Free variables and nondeterminism again, recursively ​

A piece of logic ​

We have already encountered if, which reduces to different expressions depending on whether its first argument is True or False. They are returned by such grounded operations as > or ==. There are also such common logical operations as and, or, not in MeTTa (see the stdlib tutorial for more information). Things start to get interesting, when we pass free variables into logical expressions.

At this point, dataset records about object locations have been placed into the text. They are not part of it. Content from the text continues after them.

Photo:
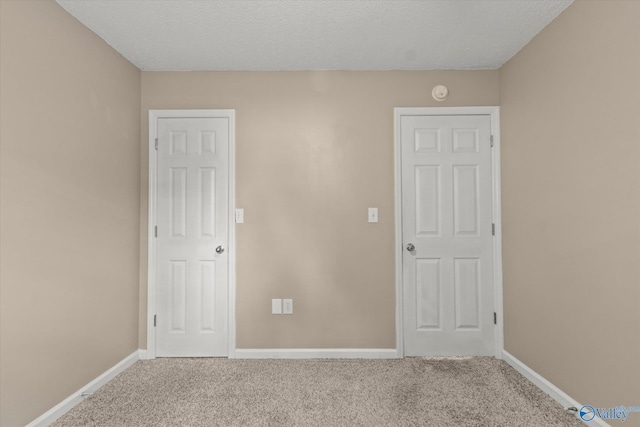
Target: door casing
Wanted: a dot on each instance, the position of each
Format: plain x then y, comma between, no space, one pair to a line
154,115
494,114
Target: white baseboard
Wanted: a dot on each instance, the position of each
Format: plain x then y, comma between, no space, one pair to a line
545,385
144,354
316,353
66,405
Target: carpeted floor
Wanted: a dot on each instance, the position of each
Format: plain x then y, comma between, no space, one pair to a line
479,391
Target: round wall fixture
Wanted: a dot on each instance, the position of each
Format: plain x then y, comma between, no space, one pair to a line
440,92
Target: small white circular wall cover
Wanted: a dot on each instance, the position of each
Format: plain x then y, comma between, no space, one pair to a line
440,92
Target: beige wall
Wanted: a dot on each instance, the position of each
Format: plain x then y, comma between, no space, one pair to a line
570,113
314,151
69,132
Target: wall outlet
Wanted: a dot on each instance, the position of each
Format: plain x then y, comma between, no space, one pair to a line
287,306
276,306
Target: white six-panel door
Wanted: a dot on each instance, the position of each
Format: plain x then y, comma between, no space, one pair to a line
192,263
447,257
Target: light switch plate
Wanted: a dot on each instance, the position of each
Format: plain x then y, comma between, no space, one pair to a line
239,216
287,306
276,306
373,214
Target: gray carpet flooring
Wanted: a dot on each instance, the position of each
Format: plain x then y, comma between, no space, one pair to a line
478,391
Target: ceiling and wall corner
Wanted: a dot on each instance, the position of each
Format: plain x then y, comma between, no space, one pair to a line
288,35
570,103
69,203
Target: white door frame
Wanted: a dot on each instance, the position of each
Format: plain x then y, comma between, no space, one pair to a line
494,113
154,115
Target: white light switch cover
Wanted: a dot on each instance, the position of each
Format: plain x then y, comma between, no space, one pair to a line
239,216
373,214
276,306
287,306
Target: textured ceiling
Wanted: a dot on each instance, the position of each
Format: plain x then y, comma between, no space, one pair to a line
316,34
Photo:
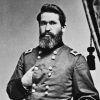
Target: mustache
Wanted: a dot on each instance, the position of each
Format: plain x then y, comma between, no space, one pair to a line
47,33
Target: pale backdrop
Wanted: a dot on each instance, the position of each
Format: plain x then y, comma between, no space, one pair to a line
19,32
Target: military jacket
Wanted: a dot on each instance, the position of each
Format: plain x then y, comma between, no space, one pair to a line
61,74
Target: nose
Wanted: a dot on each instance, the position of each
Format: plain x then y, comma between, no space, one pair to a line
47,27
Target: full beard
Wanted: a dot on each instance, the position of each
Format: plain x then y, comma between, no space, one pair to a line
49,41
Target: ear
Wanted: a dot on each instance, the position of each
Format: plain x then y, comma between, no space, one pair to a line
63,29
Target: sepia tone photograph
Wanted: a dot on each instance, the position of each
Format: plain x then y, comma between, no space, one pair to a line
49,49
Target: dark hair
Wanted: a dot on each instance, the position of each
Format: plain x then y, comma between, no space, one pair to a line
55,9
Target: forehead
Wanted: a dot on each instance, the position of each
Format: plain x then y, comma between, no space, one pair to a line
48,16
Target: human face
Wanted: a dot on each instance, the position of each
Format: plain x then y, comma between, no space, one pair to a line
50,30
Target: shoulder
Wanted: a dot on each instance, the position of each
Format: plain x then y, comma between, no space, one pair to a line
71,51
28,51
74,52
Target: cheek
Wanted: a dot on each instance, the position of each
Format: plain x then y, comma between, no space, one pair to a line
42,29
56,30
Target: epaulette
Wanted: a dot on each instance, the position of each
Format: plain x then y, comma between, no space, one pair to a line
74,52
28,51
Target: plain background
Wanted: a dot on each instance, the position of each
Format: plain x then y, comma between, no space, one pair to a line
19,32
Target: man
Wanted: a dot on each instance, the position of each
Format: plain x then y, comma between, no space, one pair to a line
52,70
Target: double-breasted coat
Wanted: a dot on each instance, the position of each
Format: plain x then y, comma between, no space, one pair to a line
59,74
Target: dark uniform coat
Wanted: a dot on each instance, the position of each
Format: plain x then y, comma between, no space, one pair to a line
59,74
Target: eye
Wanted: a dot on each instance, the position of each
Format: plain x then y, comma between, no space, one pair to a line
52,22
43,23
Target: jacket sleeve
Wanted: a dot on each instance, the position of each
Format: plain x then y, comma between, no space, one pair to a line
15,89
83,86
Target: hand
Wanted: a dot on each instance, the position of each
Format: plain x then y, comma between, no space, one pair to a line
27,78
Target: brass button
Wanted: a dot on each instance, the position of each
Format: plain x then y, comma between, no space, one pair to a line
39,57
40,52
36,68
33,90
50,68
53,57
49,74
47,87
55,52
33,85
46,93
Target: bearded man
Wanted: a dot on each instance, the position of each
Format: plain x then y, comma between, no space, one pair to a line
52,70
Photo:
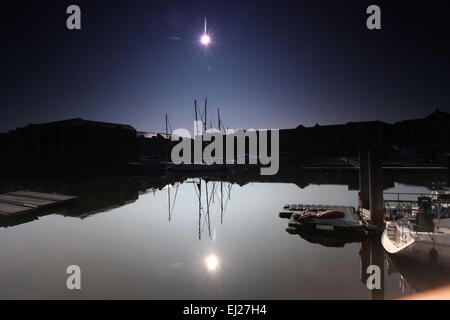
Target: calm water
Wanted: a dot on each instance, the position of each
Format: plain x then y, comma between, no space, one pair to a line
134,251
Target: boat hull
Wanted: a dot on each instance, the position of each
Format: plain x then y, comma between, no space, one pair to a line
423,246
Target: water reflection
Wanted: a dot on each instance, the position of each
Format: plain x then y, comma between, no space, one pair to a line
212,263
159,237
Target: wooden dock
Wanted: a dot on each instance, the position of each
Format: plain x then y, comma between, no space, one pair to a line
21,202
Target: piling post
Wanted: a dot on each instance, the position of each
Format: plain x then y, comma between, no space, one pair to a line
376,188
364,177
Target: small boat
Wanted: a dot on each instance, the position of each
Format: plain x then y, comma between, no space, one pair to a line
426,236
323,218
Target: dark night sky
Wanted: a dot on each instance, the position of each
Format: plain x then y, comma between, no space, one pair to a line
271,64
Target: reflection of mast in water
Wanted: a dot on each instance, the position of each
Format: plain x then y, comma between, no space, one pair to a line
209,199
171,205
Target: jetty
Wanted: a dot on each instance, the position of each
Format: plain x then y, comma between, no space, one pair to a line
18,203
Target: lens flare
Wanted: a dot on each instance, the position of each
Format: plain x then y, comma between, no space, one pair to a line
205,39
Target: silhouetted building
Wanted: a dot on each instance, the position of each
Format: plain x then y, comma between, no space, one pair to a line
70,145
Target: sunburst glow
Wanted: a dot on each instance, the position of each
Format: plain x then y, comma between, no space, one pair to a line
205,39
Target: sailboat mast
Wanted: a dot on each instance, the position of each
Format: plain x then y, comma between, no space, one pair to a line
195,107
206,108
167,129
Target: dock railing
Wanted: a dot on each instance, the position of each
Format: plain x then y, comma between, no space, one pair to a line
402,202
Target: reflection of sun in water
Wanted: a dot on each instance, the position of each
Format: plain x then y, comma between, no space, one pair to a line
212,263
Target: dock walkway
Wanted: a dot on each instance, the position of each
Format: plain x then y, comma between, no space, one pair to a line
16,203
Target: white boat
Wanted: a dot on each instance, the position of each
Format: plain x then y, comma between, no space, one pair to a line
425,237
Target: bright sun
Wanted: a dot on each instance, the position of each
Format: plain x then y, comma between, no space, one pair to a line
205,39
212,262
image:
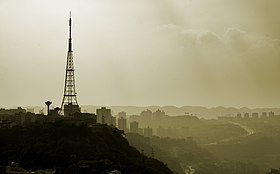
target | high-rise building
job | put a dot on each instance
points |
(70, 104)
(264, 114)
(104, 116)
(148, 132)
(122, 123)
(134, 127)
(255, 115)
(246, 115)
(271, 114)
(121, 115)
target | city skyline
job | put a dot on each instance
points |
(144, 53)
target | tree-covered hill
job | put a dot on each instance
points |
(71, 148)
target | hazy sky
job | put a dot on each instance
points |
(142, 52)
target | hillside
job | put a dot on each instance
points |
(74, 149)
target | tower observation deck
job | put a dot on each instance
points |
(70, 104)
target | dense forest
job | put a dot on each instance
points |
(70, 148)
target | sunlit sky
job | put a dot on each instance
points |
(142, 52)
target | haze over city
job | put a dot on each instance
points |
(159, 52)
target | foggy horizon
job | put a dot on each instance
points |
(142, 53)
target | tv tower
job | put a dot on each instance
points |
(70, 104)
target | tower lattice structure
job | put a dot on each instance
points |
(70, 104)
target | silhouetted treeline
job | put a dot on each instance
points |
(73, 148)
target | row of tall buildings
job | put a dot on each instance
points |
(255, 115)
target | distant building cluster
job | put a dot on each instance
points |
(253, 115)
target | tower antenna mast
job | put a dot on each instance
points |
(69, 105)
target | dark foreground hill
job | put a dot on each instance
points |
(74, 149)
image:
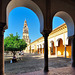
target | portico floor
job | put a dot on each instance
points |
(55, 71)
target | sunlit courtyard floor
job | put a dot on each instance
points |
(35, 63)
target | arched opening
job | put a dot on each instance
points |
(60, 48)
(29, 4)
(68, 49)
(52, 48)
(68, 20)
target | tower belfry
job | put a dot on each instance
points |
(26, 32)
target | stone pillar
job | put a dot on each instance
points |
(46, 53)
(42, 48)
(39, 49)
(65, 51)
(1, 50)
(56, 50)
(73, 51)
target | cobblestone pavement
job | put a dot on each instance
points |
(32, 62)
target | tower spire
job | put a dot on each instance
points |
(25, 23)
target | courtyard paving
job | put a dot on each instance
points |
(34, 62)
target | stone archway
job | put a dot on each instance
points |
(60, 48)
(29, 4)
(52, 48)
(68, 20)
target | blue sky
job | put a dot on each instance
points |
(16, 22)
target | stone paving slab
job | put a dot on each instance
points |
(56, 71)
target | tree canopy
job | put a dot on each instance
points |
(14, 43)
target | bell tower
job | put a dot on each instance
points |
(26, 33)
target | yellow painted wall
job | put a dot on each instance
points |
(53, 53)
(60, 48)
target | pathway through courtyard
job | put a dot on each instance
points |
(34, 62)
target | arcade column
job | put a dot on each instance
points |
(2, 48)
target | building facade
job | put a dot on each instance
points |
(26, 33)
(58, 43)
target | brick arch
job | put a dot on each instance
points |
(29, 4)
(68, 49)
(68, 20)
(60, 48)
(52, 48)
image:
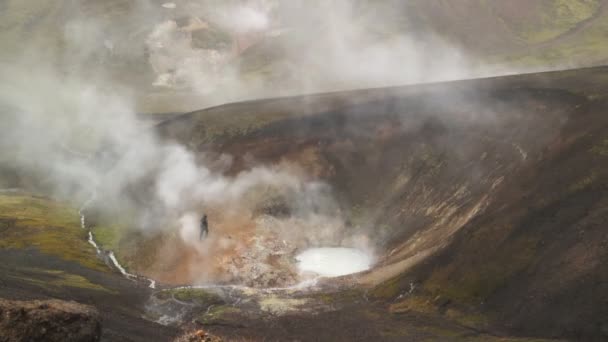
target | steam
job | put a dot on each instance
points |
(69, 119)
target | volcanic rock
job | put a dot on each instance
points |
(50, 320)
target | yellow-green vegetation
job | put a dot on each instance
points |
(218, 313)
(196, 296)
(51, 279)
(108, 236)
(585, 47)
(555, 17)
(51, 227)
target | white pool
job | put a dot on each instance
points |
(333, 262)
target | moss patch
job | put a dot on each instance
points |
(196, 296)
(50, 279)
(49, 226)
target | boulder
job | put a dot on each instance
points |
(48, 320)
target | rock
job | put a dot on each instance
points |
(198, 336)
(50, 320)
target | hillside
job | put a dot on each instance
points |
(301, 51)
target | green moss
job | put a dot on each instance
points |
(52, 279)
(108, 236)
(218, 313)
(49, 226)
(196, 296)
(554, 19)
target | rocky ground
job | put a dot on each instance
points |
(50, 320)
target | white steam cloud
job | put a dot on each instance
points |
(69, 119)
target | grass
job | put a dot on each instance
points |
(56, 279)
(196, 296)
(557, 18)
(49, 226)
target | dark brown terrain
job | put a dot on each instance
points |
(486, 199)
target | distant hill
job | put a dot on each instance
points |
(112, 35)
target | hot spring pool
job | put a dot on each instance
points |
(333, 262)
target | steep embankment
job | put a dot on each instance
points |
(495, 184)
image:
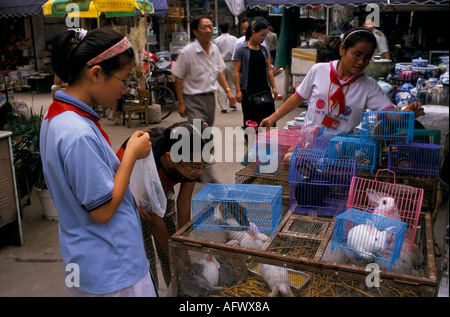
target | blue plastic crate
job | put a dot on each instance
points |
(261, 204)
(361, 244)
(389, 126)
(363, 151)
(415, 159)
(320, 186)
(325, 135)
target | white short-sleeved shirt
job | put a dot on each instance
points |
(362, 94)
(79, 167)
(198, 70)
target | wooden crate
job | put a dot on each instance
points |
(310, 273)
(247, 175)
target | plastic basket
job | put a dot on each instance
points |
(408, 202)
(415, 159)
(370, 237)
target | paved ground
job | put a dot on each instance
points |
(36, 268)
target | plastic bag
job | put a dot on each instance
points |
(146, 186)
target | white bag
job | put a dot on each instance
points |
(146, 186)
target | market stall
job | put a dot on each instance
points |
(344, 204)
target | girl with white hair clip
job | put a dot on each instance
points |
(338, 92)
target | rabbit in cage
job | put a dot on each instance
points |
(313, 186)
(278, 279)
(367, 241)
(201, 278)
(250, 238)
(240, 230)
(231, 210)
(384, 205)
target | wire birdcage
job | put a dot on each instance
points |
(274, 147)
(364, 235)
(364, 152)
(324, 136)
(320, 186)
(401, 202)
(229, 207)
(388, 126)
(415, 159)
(429, 136)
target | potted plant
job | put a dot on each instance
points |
(27, 159)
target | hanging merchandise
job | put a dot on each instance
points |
(236, 7)
(173, 11)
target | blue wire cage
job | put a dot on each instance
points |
(389, 126)
(245, 203)
(324, 136)
(320, 186)
(415, 159)
(363, 151)
(360, 244)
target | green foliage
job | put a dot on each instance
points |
(27, 157)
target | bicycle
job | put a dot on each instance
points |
(156, 82)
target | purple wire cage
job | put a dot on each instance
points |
(414, 159)
(320, 186)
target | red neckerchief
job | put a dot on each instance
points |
(339, 97)
(58, 107)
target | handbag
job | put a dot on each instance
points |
(261, 99)
(146, 186)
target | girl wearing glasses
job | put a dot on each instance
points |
(99, 223)
(172, 172)
(338, 92)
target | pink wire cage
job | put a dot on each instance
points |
(408, 202)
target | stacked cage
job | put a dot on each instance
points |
(414, 159)
(319, 186)
(272, 149)
(428, 136)
(364, 152)
(388, 126)
(399, 202)
(367, 236)
(240, 210)
(324, 136)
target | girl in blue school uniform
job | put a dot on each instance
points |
(99, 225)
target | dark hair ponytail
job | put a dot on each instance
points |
(171, 136)
(352, 37)
(257, 24)
(69, 56)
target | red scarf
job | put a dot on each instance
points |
(58, 107)
(339, 97)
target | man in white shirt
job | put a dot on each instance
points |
(198, 69)
(226, 42)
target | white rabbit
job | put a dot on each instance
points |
(250, 238)
(278, 279)
(367, 241)
(384, 206)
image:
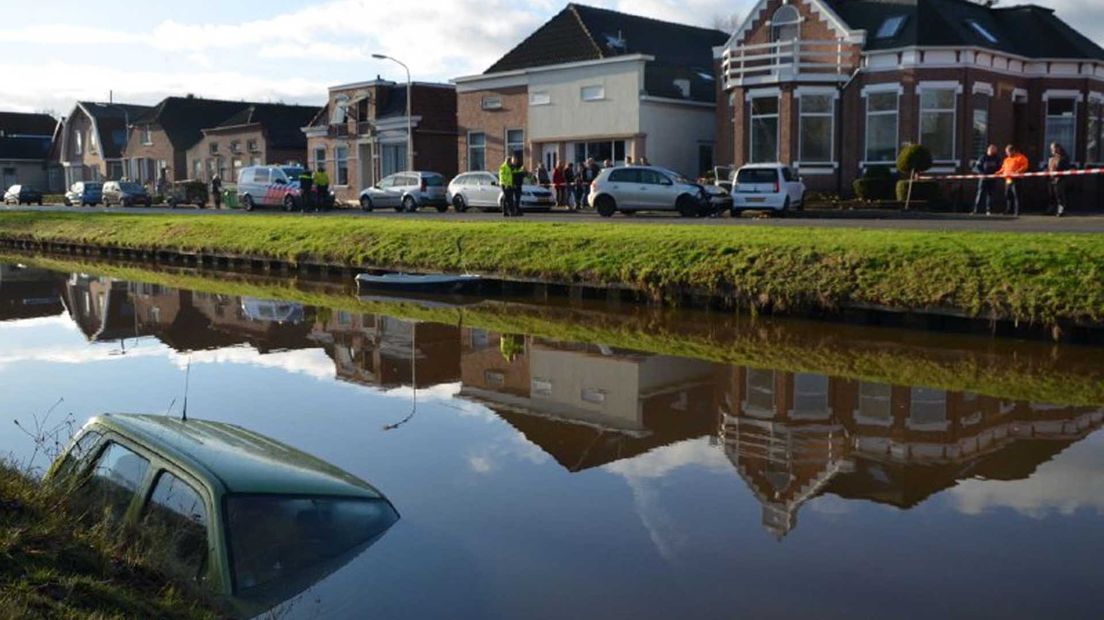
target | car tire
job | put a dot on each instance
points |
(687, 206)
(605, 206)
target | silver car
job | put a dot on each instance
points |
(406, 191)
(480, 190)
(648, 188)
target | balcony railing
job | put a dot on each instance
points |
(784, 61)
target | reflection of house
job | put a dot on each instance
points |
(28, 294)
(795, 436)
(588, 406)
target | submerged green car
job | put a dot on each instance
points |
(248, 516)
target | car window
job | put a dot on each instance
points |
(177, 517)
(273, 536)
(116, 478)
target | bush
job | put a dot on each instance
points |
(922, 191)
(877, 183)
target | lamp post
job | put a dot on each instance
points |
(410, 123)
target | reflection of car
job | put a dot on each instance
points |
(480, 190)
(406, 191)
(268, 185)
(248, 516)
(84, 193)
(767, 186)
(272, 311)
(22, 194)
(126, 193)
(646, 188)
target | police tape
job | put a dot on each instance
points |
(1085, 172)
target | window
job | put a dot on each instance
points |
(341, 164)
(817, 129)
(177, 516)
(937, 121)
(516, 143)
(1061, 123)
(477, 151)
(979, 125)
(891, 27)
(593, 93)
(881, 127)
(764, 134)
(982, 30)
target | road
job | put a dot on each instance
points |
(868, 218)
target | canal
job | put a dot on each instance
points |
(573, 459)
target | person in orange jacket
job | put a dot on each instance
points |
(1015, 163)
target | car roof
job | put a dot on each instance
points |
(242, 460)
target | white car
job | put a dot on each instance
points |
(766, 186)
(406, 191)
(647, 188)
(480, 190)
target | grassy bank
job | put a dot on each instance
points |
(1029, 278)
(1005, 369)
(52, 566)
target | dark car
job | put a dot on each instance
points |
(126, 193)
(22, 194)
(84, 193)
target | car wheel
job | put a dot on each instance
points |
(687, 206)
(605, 206)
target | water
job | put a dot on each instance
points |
(611, 462)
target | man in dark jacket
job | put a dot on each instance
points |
(988, 163)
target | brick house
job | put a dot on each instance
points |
(360, 136)
(93, 138)
(835, 86)
(257, 135)
(595, 83)
(28, 151)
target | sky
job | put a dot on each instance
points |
(65, 51)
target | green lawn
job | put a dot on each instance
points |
(1029, 278)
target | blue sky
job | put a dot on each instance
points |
(286, 51)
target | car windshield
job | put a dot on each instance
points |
(277, 536)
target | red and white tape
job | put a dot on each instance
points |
(1020, 175)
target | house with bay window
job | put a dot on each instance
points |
(360, 136)
(836, 86)
(593, 83)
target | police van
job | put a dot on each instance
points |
(269, 185)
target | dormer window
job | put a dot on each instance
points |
(891, 27)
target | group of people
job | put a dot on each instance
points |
(1007, 170)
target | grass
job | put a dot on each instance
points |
(55, 565)
(1042, 279)
(1006, 369)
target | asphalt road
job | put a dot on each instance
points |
(870, 218)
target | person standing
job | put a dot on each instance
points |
(1058, 162)
(1015, 164)
(988, 164)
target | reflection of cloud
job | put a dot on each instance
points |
(1073, 481)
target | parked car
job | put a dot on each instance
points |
(22, 194)
(252, 519)
(269, 185)
(480, 190)
(647, 188)
(84, 193)
(771, 186)
(126, 193)
(406, 191)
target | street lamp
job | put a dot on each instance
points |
(410, 124)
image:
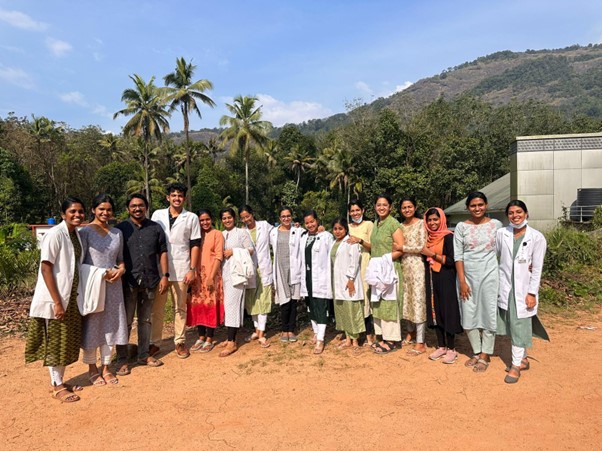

Let us consider the following program.

; Some facts as very basic equalities
(= (croaks Fritz) True)
(= (eats_flies Fritz) True)
(= (croaks Sam) True)
(= (eats_flies Sam) False)
; If something croaks and eats flies, it is a frog.
; Note that if either (croaks $x) or (eats_flies $x)
; is false, (frog $x) is also false.
(= (frog $x)
   (and (croaks $x)
        (eats_flies $x)))
! (if (frog $x) ($x is Frog) ($x is-not Frog))
; (green $x) is true if (frog $x) is true,
; otherwise it is not calculated.
(= (green $x)
   (if (frog $x) True (empty)))
! (if (green $x) ($x is Green) ($x is-not Green))

There are some facts about Fritz and Sam, and there is a general rule about frogs. Just asking whether (frog $x) is True, we can infer that Fritz is a Frog, while Sam is not a Frog (detailed analysis of how it works is given in another tutorial).

(green $x) is defined in such a way that it is True when (frog $x) is True. However, if (frog $x) is False, it returns (empty) (which is evaluated to an empty set of results, which is equivalent to not defining a function on the corresponding data). Running the above code reveals that Fritz is green, but we cannot say whether Sam is green or not.

Make the replacement in the above code with the naive version of (green $x).

(= (green $x)
   (if (frog $x) True (empty)))
(= (green $x) (frog $x))

This will result in (Sam is-not Green) to appear, which shows that (= (green $x) (frog $x)) is not the same as logical implication even with boolean return values, although it is not precisely the same as equivalence (more on this in another tutorial).

You can also try to add (= (eats_flies Tod) True) into the set of facts. (green Tod) can be evaluated only partially (particular behavior is not fixed and might be different for different versions of MeTTa).

Recursion with nondeterminism ​

Let us generalize generation of random binary pairs to binary lists of a given length. Examine the following program:

; random bit
(= (bin) 0)
(= (bin) 1)
; binary list
(= (gen-bin $n)
   (if (> $n 0)
       (:: (bin) (gen-bin (- $n 1)))
       ()))
! (gen-bin 3)

It will generate all the binary strings of length 3. Similarly, functions to generate all the binary trees of the given depth, or all the strings up to a certain length can be written.

Try to write a function, which will output the binary list of the same length as an input list. You don't need to calculate the length of this list and to use if.

(= (bin) 0)
(= (bin) 1)
(= (gen-bin-list ()) ())
(= (gen-bin-list ...)
   ...)

! (gen-bin-list (:: 1 (:: 5 (:: 7 ()))))

Solving problems with recursive nondeterminism ​

Let us put all the pieces together and solve the subset sum problem. In this problem, a list of integers is given, and one needs to find its elements whose sum will be equal to a given target sum. Candidate solutions in this problem can be represented as binary lists. Then, the sum of taken elements can be calculated as a sum of products of elements of two lists.

; random bit
(= (bin) 0)
(= (bin) 1)
; binary list with the same number of elements
(= (gen-bin-list ()) ())
(= (gen-bin-list (:: $x $xs))
   (:: (bin) (gen-bin-list $xs))
)
; sum of products of elements of two lists
(= (scalar-product () ()) 0)
(= (scalar-product (:: $x $xs) (:: $y $ys))
   (+ (* $x $y) (scalar-product $xs $ys))
)
; check the candidate solution
(= (test-solution $numbers $solution $target-sum)
   (if (== (scalar-product $numbers $solution)
           $target-sum)
       $solution
       (empty)
   )
)
; task
(= (task) (:: 8 (:: 3 (:: 10 (:: 17 ())))))
! (test-solution (task) (gen-bin-list (task)) 20)

This solution is not scalable, but it illustrates the general idea of how nondeterminism and recursion can be combined for problem solving. Note that passing a variable instead of (gen-bin-list (task)) will not work here. What is the difference with the frog example? The answer will be given in the next tutorial.